A Madison Square Garden Company ("MSG") executive settled Federal Trade Commission ("FTC") allegations of failing to report the acquisition of voting securities of MSG in 2017.

As described more fully in a Cadwalader Memorandum, the DOJ, at the request of the FTC, alleged that James L. Dolan failed to (i) notify the FTC and the DOJ of proposed acquisitions that would result in the holding of voting securities above certain dollar thresholds and (ii) observe a waiting period before completing their transactions.

According to the DOJ and the FTC, Mr. Dolan received restricted stock units ("RSUs") as part of his compensation as the Executive Chair and a Director of MSG. He properly filed a Hart-Scott-Rodino ("HSR") Act notification on August 16, 2016, for an acquisition of MSG voting securities due to vesting RSUs that would result in holdings exceeding the $50 million threshold, as adjusted. Early termination of the HSR Act's waiting period was granted on September 6, 2016, and Mr. Dolan completed his acquisition three days later. Until September 6, 2021, Mr. Dolan was permitted to acquire additional MSG shares without an HSR filing, so long as he did not exceed the $100 million threshold, as adjusted.

On September 11, 2017, without filing under the HSR Act or observing the HSR waiting period, Mr.
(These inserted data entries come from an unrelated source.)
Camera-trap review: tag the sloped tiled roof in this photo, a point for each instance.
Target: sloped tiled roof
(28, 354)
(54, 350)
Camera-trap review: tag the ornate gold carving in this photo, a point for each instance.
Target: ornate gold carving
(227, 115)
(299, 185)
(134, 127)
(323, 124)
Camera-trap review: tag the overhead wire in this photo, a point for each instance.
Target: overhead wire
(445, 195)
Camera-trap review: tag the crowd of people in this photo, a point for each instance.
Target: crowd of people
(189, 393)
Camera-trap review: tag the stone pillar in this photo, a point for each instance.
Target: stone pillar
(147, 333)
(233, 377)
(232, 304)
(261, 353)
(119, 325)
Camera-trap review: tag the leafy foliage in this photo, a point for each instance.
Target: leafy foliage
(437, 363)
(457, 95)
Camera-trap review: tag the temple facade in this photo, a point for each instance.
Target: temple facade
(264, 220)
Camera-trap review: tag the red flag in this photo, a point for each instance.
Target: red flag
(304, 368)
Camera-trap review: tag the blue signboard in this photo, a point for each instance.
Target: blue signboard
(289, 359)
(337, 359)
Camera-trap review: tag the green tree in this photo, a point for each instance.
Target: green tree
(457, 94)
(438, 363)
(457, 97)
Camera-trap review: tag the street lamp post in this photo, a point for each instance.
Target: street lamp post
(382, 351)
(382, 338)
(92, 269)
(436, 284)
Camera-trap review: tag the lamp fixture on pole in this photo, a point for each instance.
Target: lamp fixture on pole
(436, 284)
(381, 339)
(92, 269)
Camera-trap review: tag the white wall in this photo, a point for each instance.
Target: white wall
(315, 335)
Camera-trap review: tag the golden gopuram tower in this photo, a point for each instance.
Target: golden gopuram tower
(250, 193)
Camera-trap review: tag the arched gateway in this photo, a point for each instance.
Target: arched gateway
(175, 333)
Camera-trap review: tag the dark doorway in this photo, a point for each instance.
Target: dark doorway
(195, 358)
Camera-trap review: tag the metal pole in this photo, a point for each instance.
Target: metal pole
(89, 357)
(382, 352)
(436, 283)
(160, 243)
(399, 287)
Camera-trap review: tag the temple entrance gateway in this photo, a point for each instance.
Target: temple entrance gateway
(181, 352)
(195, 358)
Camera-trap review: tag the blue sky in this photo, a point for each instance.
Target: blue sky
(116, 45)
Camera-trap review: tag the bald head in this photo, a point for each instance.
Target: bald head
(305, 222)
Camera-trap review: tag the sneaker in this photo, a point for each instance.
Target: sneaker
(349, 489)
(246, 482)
Dolan acquired additional MSG shares due to vesting RSUs that resulted in Mr. Dolan's holding voting securities of MSG valued in excess of the $100 million threshold, as adjusted. The DOJ alleged that Mr. Dolan was in continuous violation of the HSR Act from his acquisition on September 11, 2017, until the HSR waiting period expired on his corrective filing on December 26, 2017.

Based on the current maximum civil penalty of $41,484 per day (adjusted annually) for an HSR violation, Mr. Dolan could have been fined over $4 million. Mr. Dolan agreed to pay $609,810 to settle the FTC lawsuit.

Commentary / Joel Mitnick

The FTC typically will give "one free bite at the apple," declining to seek civil penalties for the first inadvertent failure to file if the person self-reports the violation and makes a corrective filing. According to the Complaint, Mr. Dolan had been given a "free bite at the apple" for previously violating the HSR Act.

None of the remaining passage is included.